Yeah, But I want a snack.”


Many times when change is not going our way, we as humans do not want to go deeper into the reason why. Since change brings on so much emotion, it is important for us to step back and realize the problem we are having with change could be that we are trying to use logic with an emotional issue.

For my wife and I, being grandparents means that we have had about 6 years since our youngest son left our home and our little grandbaby entered our world. When Greg left home he departed as an adult. We could have very adult-like, seemingly logical discussions with him.

What seems so obvious to me now never occurred to me in the moment. Why wouldn’t telling my granddaughter that we would have lunch pretty soon be good enough for her? Surely she has experienced lunch before and knows her hunger will be satiated when she finishes her meal. I mean by now she has probably had over 700 lunches in her life, surely that is enough repetition for her to know what lunch means…

Yeah, But...

I have experienced the case of “Yeah, But” in my coaching practice as well. I will be working with a client who knows they need to change a behavior, such as:

  • Becoming more assertive in meetings

  • Having more empathy for those they lead

  • Taking deep breaths and relaxing

  • Celebrating the success of others

  • Having more empathy for those they lead (It was worth listing it twice!)


As I work with them on these, and many other skills, I can often sense a,

Yeah, But...

It is there. It is not always obvious. Maybe not even articulated. But, as I sense the resistance from my client I can feel like I am up against a “Yeah, But.”

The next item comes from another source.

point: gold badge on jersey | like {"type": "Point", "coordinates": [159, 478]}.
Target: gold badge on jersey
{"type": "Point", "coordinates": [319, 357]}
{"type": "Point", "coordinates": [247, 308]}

This is an indicator for me to slow down and try and understand the emotions my client is feeling. Yeah But means there is an emotional hurdle that needs to be jumped, and before I rush on with more logical thought, I need to slow down and help my client climb over the emotional barrier.

When we are working with people experiencing change, speaking logic during these times can be futile. Instead, we, as the leader, need to focus on helping our followers navigate change in a safe and trusting environment. It is during times of confidence and protection that Yeah But can be satisfied and the learning can resume.

Even if that learning means having a snack right before lunch.